All the rest of these numbers are truly tentative, since review of the journals may change their categorization.

Free and Pay

Some journals started imposing APCs that didn’t have them previously (one large publisher dropped all of its free introductory periods); some (fewer) drop APCs; and some clarify the nature of their charges.

Overall, the percentage of no-APC journals (among journals where it’s clear) among the first half dropped from 64.9% to 59.8%: there are more no-fee journals than in the previous study, but there are a lot more APC-charging journals. (There are also, to be sure, more journals in general: about 412 so far.) There are fewer journals (so far) where there is an APC but it’s hidden.

The Newbies

Most journals that weren’t in the 2014 study are simply A (that is, “nothing special here one way or the other”), but 30 have fewer than five articles in 2015, a few couldn’t be contacted or were unworkable, a handful fall into various other categories—and, unfortunately, nine showed signs of malware.

Neutral Changes

Some changes in grade and subgrade are neutral: they’re just redefinitions. That’s true for the journals that changed from various A grades to BC (ceased explicitly or with no articles later than 2012): there are some 218 BC so far. It’s also true for the various A subgrades that are now simply A (around 230 of them) and for a number of other changes including quite a few moving from B subgrades to A.

Some 300 journals had five or more articles in 2014 but not in 2015, moving them all to BF: some of those will add articles in a recheck.

Changes for the Good

Some 27 journals previously graded CA (APC missing or hidden) now have more clarity (and four changed to various X subgrades).

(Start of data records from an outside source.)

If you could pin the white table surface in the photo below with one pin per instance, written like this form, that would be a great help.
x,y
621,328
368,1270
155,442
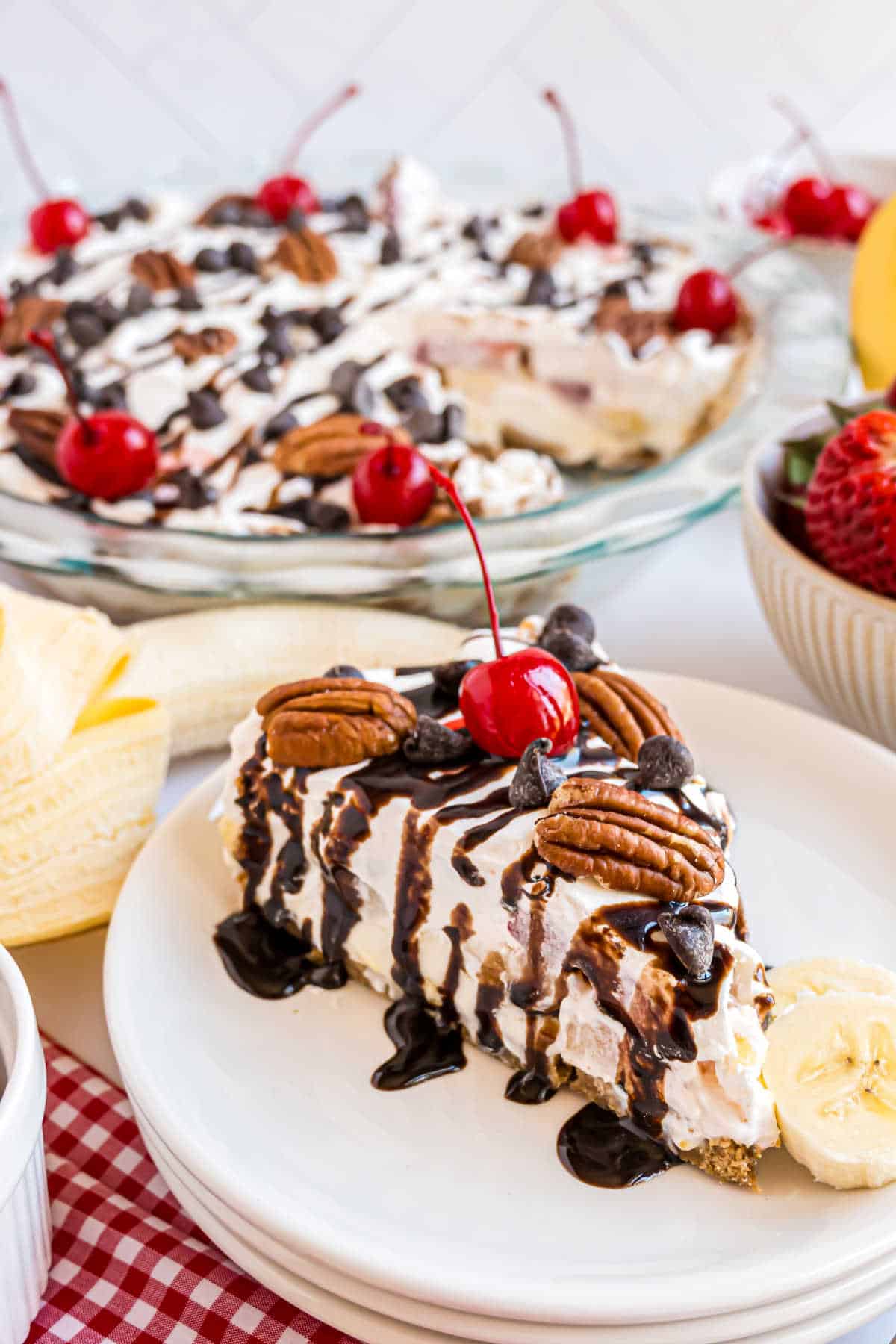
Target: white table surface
x,y
691,609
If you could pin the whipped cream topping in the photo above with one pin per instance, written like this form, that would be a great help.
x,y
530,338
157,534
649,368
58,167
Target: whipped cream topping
x,y
544,998
370,340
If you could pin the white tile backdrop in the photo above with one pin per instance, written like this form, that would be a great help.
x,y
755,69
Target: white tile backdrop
x,y
665,90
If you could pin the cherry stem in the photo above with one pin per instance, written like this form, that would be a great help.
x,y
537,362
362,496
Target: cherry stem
x,y
317,119
20,144
803,134
570,137
454,495
46,342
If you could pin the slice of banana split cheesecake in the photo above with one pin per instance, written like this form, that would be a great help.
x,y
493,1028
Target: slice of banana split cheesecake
x,y
521,853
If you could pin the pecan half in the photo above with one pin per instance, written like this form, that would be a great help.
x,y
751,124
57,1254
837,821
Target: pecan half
x,y
222,208
27,315
308,255
621,712
210,340
161,270
38,432
329,448
603,831
334,721
539,252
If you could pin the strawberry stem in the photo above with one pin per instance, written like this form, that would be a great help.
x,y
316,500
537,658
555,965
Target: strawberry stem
x,y
317,119
454,495
570,139
20,144
46,342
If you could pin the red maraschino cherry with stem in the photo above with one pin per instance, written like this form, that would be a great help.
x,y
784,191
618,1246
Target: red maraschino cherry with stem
x,y
516,698
53,223
590,214
279,195
393,484
107,455
707,299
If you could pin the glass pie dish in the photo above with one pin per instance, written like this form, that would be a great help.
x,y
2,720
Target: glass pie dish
x,y
137,570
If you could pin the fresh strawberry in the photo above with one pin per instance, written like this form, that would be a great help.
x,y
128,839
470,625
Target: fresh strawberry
x,y
850,503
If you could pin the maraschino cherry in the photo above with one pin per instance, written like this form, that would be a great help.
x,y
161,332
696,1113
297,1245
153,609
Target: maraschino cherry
x,y
707,300
519,697
53,223
393,484
590,214
108,455
280,195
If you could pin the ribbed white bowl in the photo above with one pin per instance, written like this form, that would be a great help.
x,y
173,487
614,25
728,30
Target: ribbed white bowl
x,y
25,1207
839,638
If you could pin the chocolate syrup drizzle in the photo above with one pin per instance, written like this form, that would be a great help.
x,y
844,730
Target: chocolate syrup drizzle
x,y
269,956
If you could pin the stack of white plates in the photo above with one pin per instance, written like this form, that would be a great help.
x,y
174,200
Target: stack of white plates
x,y
442,1214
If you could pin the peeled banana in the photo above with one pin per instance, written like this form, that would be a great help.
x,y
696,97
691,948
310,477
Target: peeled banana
x,y
832,1070
81,768
815,976
208,668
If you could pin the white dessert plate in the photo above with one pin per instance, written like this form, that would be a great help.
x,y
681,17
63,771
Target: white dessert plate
x,y
447,1192
386,1319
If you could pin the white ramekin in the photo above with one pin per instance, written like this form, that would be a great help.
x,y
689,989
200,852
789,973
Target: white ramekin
x,y
25,1207
839,638
729,191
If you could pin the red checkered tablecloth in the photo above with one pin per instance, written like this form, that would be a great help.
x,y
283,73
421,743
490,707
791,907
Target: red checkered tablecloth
x,y
128,1265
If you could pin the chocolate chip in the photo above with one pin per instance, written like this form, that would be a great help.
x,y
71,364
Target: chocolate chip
x,y
63,267
541,289
109,398
328,517
664,764
188,302
453,421
84,324
406,393
571,650
448,676
108,314
226,213
243,257
137,208
280,425
257,379
433,744
328,324
277,346
536,777
391,249
355,217
211,260
109,220
205,410
253,217
567,616
139,300
691,936
425,426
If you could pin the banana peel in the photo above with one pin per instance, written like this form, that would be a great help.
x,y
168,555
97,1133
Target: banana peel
x,y
874,299
81,768
208,668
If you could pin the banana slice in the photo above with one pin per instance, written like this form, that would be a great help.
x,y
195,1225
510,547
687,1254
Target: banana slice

Quite a few journals with explicit falsehoods on their homepages have been cleaned up—at least 80 of them.

Half a dozen journals flagged for malware no longer seem to have that problem (but see later!).

Most “not OA” entries in the first half have moved elsewhere on re-examination or redefinition, including 35 journals oriented to conference programs (another seven that had been “A” appear to be predominantly conferences and have been moved here) and ten that require registration to read articles. Some two dozen moved elsewhere, including 17 that now appear to be proper OA journals.

Most journals that I previously found too difficult to count (XO) are now handled, and I hope to reduce the number (70 for this half in the previous study is currently down to 28) even further.

Roughly half of the XT (couldn’t understand the site well enough to measure it) cases have been cleared up: so far, there are only three such journals in the first half, and I’ll try all of them again.

Changes for the Bad

A few journals have changed home pages such that I can no longer find an APC (but am sure they have one), but it’s a tiny number.

Some 70 journals that were reachable the last time around are either unreachable or unworkable when I checked this time; they’ll all be rechecked, but it’s unfortunate that there are so many.

Finally there’s the most unfortunate group, in my opinion: journals that now show signs of malware—frequently, I suspect, because they include ad networks that don’t have proper standards. A journal gets flagged for malware if Malwarebytes or McAfee Site Advisor or Windows Defender flags it or some of its components as malware; cases include phishing attempts and deliberate malware downloads. There are now twice as many of these as there were (for this subset of journals) in the previous study, and that’s about 72 too many.

Summing Up

Hundreds of new journals; a much shorter and simpler set of grades; adding literally thousands of peer-reviewed articles that were given as conference papers.

Far fewer journals falling by the wayside because I only read English (thanks, Google!) or because I can’t or am unwilling to count them (with true broadband, I’m willing to open up a dozen PDFs a year to see how many articles there are).

There will still be some approximate counts, but fewer (and better approximations) than last time around.

And, of course, the results will be freely available to everybody. In a few months.